Apr 25, 2015

"Mary Had a Little Lamb" -- rebooted

With sheep on the brain in light of this weekend's Good Shepherd Sunday, I can't get "Mary Had a Little Lamb" out of my head. Fortunately, I'm not noodling on the annoying children's ditty but the version by the late great Texas blues rocker, Stevie Ray Vaughn

I'm a huge fan of Stevie and this is actually one of my favorite tunes of his. I love how he took something so innocuous and completely turned it on its docile head. I mean, who knew that such a simple nursery rhyme about a lamb being taken to school could actually ROCK?

But I also think this is a fabulous metaphor for the image of the Good Shepherd itself. We've sentimentalized it to such a degree through bad art and plates by the Franklin Mint, that we've lost the radical nature of this statement. 
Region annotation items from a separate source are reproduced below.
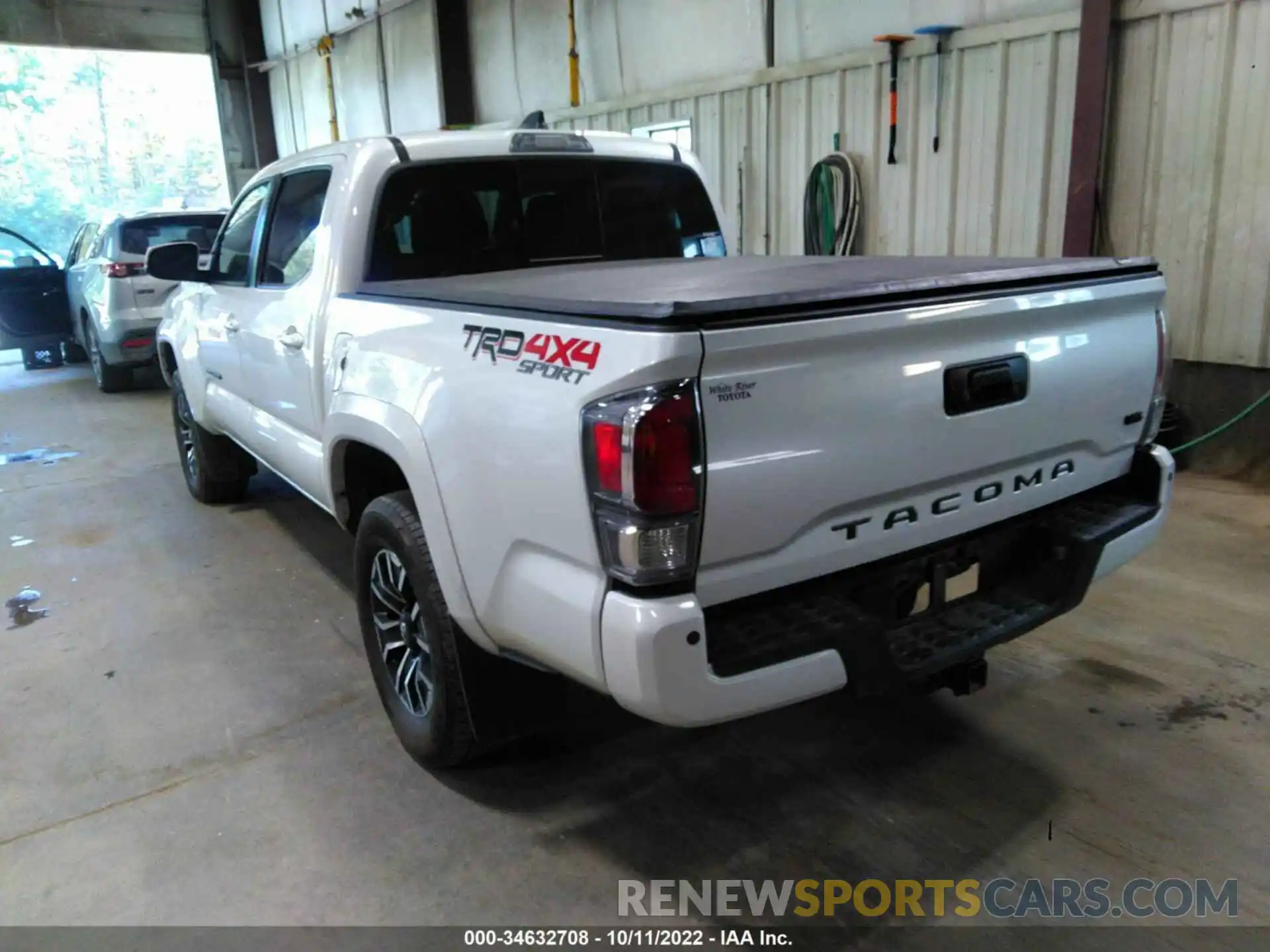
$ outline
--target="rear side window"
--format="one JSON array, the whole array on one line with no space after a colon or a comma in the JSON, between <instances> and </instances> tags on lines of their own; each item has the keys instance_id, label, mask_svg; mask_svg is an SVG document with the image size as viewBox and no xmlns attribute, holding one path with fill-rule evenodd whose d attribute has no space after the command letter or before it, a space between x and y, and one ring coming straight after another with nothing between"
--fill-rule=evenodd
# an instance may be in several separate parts
<instances>
[{"instance_id":1,"label":"rear side window","mask_svg":"<svg viewBox=\"0 0 1270 952\"><path fill-rule=\"evenodd\" d=\"M264 211L264 201L269 197L269 182L262 182L239 199L225 223L220 244L212 256L213 281L226 284L246 284L251 261L251 242L255 240L255 226Z\"/></svg>"},{"instance_id":2,"label":"rear side window","mask_svg":"<svg viewBox=\"0 0 1270 952\"><path fill-rule=\"evenodd\" d=\"M297 171L282 179L264 239L262 284L290 287L309 273L329 184L330 169Z\"/></svg>"},{"instance_id":3,"label":"rear side window","mask_svg":"<svg viewBox=\"0 0 1270 952\"><path fill-rule=\"evenodd\" d=\"M368 281L724 254L705 187L690 168L669 162L415 165L389 179L375 221Z\"/></svg>"},{"instance_id":4,"label":"rear side window","mask_svg":"<svg viewBox=\"0 0 1270 952\"><path fill-rule=\"evenodd\" d=\"M224 220L224 215L182 215L126 221L119 226L119 251L145 258L155 245L193 241L206 254L212 249Z\"/></svg>"}]
</instances>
So just as Stevie Ray Vaughn reimagines "Mary Had a Little Lamb," I'd encourage you to reimagine the whole notion of Jesus as the Good Shepherd. Reflect on this image not as something divorced from its context but set within it -- read the previous chapter of John to see that it was born out of a conflict with the Pharisees. Jesus doesn't just stand up one day and decide to talk about sheep.

The fleece of our souls may be as white as snow but sometimes they get dirty. Sometimes the fleece literally gets dragged through the mud. It’s not light and fluffy as much as it is wet, smelly, and filthy. 

Yet, that’s precisely when Jesus seeks us out, reaches out to us, and holds us in his arms. It’s easy to be a good shepherd when the sheep are fluffy and docile and the sun is shining. It’s a different vocation entirely when the storms arise and the wolf encircles the flock. That’s when the Good Shepherd makes his identity known. And that’s when Jesus lovingly calls you back by name.

So, Mary may have had a little lamb. Fine. But we have the Good Shepherd. And that rocks.